There are some who would chalk up the refugee story by making it part and parcel to tragedy, war or desperate circumstances, while the less sympathetic would see an unwanted burden. But that’s never the whole story. We don’t see bread bakers, engineers, nurses or store owners where the family’s store has successfully existed and operated for and by generation after generation of the same family. We certainly don’t see the keepers of traditional craft work like carving or needlework or artists or musicians. We dismiss the back story of the refugee, that life before being uprooted, and perhaps the most precious of that life. It is with some sadness that I think we might be truly missing out.

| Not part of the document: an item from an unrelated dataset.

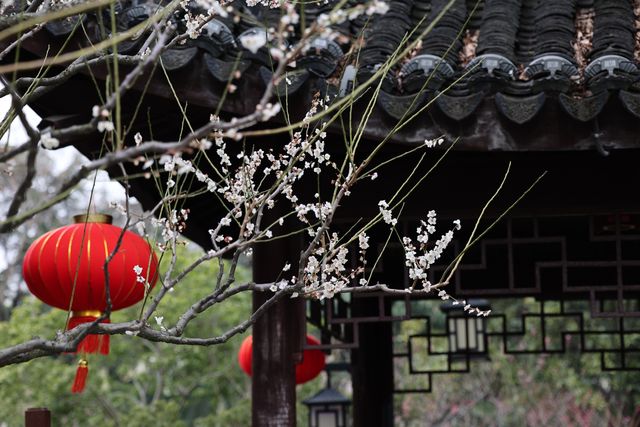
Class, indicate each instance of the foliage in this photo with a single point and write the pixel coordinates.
(140, 383)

It’s somewhere in here that Muziekpubique, a non-profit organization in Belgium, has seen this missed opportunity. Running a program promoting folk and world music by way of concerts, music lessons and a record label. This clever organization and label has teamed up musicians from Pakistan, Tibet, Syria, Afghanistan, Iraq and Belgium to create Refugees for Refugees, resulting in a second release of the recording called Amina, in support of Muziekpublique and Cinemaximiliaan, a kind of cross cultural crossroads for refugees in a Brussels park where refugees can get information, find friends and even watch a movie or find a creative project.

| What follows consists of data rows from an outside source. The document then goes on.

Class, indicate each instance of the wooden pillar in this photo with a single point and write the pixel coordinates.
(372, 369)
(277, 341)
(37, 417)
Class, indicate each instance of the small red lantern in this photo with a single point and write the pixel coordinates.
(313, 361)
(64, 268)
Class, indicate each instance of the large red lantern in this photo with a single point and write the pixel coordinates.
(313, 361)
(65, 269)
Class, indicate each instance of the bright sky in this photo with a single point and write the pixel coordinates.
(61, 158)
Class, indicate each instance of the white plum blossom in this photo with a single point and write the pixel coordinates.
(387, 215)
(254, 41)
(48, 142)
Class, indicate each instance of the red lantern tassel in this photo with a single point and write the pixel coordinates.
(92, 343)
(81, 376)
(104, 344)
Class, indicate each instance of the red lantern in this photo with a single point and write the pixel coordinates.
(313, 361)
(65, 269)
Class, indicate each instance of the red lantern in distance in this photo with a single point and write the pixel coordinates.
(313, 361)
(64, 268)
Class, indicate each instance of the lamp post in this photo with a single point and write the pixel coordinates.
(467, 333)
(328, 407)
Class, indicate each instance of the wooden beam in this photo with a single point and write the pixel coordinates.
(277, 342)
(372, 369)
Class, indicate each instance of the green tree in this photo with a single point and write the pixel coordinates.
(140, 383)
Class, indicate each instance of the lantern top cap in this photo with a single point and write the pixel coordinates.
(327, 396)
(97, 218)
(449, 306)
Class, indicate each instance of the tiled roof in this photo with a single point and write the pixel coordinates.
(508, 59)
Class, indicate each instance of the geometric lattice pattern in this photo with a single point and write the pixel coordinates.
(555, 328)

While the good deeds of Refugees for Refugees might be incentive enough to support this project, the better bet is to support this wonderful music. Amina is full of delightful surprises and lush pleasures. Composing and arranging most of the music on Amina by members of Refugees for Refugees, this collaboration where one musical tradition is seamlessly enfolded in another, sometimes in improbable combinations, comes across as wholly organic.

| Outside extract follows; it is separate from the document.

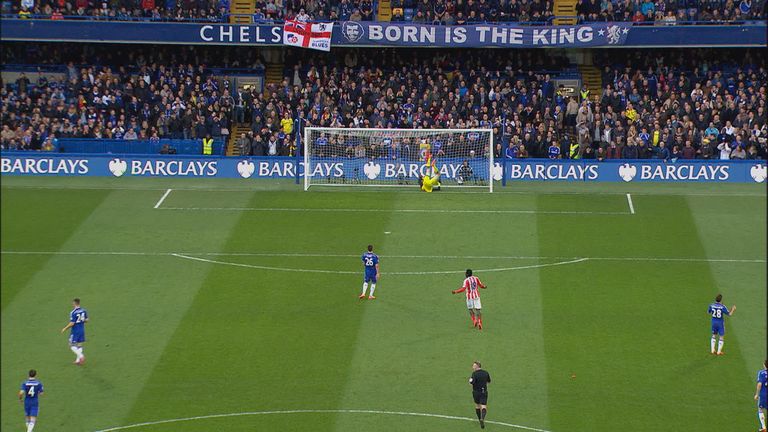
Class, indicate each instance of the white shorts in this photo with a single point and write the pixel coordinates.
(474, 303)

Pooling the talents of Pakistan’s Asad Qizilbash on sarod, Tibet’s Dolma Renqingi on vocals, Syria’s Fakher Madallal on vocals and percussion, Tibet’s Kelsang Hula on dramyen and vocals, Afghanistan’s Mohammad Aman Yusufi on dambura and vocals, Belgium’s Simon Leleux on oriental percussion, Iraq’s Souhad Najem on qanun, Syria’s Tamman Al Ramadan on ney, Syria’s Tareq Alsayed Yahua on ud and Belgium’s Tristan Driessens on ud Amina flows free in that otherworldly space where musicians, regardless of their country or tradition, meet and commune, that place where all the good things in music happen.
Hooking listeners from the opening strains of “Perahan,” Amina dazzles with a heady mix of vocals, ud and ney. And, the tracks just get better with “Semki Molem” with its rich combination of deep male chorus against the soaring vocals of Aren Dolma. The ud laced “Qad Hijaz” is just as powerfully stunning as “Kesaro Sarko.”
Other goodies include the sarod and quanun rich “Punarjanm,” “Tonshak” with its scratchy throat singing against Tibetan vocals by Ms. Dolma and musical combination of sarod, dramyen, ud, ney and bendir and all the glorious quanum riches of “Shuq.” “Tales of the Mountain” will raise the hairs on the back of your neck it’s that good, just as simple pleasures of sarod and dholla will delight on “After the Dust.” And still the goodies just keep coming with “Rose Gate,” “Wasla Qudud Bayati” “Lhasa” and closing track “Chaman Chaman.”
With Amina, supporting a good cause never sounded so good.